18M.1.AHL.TZ1.H_4

pestleMathematicsAIHLPaper 118M· ahl-5-11-indefinite-integration-reverse-chain-by-substitutionsource ↗

Given that $\int_{ - 2}^2 {f\left( x \right){\text{d}}x = 10}$ and $\int_0^2 {f\left( x \right){\text{d}}x = 12}$ , find

$\int_{ - 2}^0 {\left( {f\left( x \right){\text{ + 2}}} \right){\text{d}}x}$ .

[4]

$\int_{ - 2}^0 {f\left( {x{\text{ + 2}}} \right){\text{d}}x}$ .

[2]

Markscheme / solution

* This question is from an exam for a previous syllabus, and may contain minor differences in marking or structure.

$\int_{ - 2}^0 {f\left( x \right){\text{d}}x = 10} - 12 = - 2$ (M1)(A1)

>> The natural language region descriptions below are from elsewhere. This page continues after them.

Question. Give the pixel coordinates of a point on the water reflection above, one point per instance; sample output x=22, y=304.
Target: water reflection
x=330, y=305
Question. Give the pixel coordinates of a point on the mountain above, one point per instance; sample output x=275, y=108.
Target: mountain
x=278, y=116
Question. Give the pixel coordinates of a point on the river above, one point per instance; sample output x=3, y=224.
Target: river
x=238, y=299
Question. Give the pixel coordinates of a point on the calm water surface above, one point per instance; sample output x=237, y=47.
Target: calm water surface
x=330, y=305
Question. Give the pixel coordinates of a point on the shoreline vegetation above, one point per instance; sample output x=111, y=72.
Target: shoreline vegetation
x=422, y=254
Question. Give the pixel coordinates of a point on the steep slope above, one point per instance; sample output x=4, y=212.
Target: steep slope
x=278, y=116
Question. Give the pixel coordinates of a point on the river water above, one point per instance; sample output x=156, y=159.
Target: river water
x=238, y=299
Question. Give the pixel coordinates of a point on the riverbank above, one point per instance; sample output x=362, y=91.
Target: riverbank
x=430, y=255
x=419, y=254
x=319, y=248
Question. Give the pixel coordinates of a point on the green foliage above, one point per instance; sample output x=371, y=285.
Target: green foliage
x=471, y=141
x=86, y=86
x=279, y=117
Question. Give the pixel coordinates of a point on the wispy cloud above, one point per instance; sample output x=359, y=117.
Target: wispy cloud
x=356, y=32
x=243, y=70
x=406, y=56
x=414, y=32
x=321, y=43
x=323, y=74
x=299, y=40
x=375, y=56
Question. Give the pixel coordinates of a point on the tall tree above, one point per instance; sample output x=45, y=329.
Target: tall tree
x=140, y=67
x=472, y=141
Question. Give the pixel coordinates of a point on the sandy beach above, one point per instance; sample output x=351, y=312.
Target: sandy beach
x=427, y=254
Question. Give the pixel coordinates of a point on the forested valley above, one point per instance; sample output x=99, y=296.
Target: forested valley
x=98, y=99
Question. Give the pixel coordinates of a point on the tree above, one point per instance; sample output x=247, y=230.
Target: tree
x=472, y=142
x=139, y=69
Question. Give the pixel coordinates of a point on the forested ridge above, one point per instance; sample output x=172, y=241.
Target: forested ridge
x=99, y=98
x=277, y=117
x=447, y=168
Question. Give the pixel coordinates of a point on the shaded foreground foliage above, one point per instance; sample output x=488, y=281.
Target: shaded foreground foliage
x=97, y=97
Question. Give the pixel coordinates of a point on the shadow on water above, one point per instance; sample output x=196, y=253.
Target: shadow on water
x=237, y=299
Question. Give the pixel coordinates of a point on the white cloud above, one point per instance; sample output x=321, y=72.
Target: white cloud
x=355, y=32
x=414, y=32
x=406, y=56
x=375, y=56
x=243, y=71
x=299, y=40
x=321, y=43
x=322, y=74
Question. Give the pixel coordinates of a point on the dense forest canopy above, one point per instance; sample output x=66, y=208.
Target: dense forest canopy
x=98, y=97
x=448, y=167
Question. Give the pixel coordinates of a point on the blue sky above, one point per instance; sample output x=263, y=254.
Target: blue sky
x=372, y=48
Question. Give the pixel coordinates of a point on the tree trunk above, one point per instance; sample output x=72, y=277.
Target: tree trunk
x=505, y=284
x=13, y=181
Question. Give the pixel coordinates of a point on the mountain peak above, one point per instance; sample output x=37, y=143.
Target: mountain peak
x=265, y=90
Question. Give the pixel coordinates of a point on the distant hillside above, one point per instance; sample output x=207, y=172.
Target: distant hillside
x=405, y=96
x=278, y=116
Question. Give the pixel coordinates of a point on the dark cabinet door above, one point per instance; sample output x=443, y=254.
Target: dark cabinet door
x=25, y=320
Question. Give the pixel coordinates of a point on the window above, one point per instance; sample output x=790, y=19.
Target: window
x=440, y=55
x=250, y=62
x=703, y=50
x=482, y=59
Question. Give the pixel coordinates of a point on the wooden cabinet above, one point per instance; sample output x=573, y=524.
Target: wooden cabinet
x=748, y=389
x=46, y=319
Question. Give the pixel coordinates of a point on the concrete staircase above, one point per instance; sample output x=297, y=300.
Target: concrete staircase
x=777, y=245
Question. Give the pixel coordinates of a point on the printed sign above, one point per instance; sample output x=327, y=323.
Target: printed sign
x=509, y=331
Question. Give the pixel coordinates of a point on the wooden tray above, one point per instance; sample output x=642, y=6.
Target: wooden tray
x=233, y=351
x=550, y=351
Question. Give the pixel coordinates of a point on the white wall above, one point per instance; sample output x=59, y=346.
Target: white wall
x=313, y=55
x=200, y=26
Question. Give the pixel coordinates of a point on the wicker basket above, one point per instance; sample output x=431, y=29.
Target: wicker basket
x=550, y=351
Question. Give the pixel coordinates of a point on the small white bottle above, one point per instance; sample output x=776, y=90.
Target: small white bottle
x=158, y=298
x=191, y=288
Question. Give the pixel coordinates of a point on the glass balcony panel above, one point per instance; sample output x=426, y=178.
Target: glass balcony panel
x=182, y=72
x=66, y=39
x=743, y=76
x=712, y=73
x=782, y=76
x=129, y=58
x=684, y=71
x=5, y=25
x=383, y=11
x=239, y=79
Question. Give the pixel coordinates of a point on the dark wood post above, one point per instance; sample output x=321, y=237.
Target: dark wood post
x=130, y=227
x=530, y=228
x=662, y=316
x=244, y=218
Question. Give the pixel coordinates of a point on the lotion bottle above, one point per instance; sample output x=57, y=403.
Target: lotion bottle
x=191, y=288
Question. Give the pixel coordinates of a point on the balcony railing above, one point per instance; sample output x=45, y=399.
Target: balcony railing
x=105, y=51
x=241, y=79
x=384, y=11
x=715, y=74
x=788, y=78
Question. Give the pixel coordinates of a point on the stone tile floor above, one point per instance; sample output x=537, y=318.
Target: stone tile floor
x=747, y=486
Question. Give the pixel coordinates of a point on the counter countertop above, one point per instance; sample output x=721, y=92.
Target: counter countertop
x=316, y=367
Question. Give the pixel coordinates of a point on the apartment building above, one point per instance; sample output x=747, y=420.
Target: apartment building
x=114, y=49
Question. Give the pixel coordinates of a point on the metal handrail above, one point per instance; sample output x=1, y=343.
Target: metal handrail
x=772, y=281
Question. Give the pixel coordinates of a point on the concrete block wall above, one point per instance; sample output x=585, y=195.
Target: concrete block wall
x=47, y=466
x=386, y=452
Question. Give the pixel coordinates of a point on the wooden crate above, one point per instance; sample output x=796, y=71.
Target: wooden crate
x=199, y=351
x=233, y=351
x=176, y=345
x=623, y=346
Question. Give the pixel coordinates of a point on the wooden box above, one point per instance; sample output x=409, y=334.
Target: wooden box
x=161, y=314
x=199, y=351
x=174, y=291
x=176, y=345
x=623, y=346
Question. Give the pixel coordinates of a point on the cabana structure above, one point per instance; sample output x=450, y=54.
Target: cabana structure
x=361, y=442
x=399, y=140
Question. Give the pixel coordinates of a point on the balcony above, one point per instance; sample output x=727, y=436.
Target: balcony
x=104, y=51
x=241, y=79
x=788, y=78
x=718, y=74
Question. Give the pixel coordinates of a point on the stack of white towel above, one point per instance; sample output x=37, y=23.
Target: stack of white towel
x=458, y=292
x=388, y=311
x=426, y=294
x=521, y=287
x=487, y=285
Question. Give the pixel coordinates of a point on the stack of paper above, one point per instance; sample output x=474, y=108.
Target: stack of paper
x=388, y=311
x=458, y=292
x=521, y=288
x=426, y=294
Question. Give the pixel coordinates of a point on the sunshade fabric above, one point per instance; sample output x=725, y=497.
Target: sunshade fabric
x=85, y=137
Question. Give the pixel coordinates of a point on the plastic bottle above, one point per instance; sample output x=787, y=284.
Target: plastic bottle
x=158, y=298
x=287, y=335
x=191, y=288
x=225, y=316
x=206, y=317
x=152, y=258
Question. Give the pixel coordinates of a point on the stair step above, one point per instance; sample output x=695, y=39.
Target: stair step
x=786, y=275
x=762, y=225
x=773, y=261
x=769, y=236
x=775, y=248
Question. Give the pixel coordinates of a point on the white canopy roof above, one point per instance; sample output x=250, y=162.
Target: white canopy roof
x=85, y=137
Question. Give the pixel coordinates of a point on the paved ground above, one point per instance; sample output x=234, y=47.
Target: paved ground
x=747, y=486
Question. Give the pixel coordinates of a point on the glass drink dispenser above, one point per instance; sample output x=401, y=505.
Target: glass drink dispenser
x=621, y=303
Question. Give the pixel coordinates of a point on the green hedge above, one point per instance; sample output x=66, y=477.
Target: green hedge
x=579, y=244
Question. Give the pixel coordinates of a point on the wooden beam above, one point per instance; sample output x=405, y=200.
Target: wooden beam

$\int_{ - 2}^0 {2{\text{d}}x = \left[ {2x} \right]} _{ - 2}^0 = 4$ A1

$\int_{ - 2}^0 {\left( {f\left( x \right){\text{ + 2}}} \right){\text{d}}x} = 2$ A1

[4 marks]

$\int_{ - 2}^0 {f\left( {x{\text{ + 2}}} \right){\text{d}}x} = \int_0^2 {f\left( x \right){\text{d}}x}$ (M1)

= 12 A1

[2 marks]

Examiners’ report

[N/A]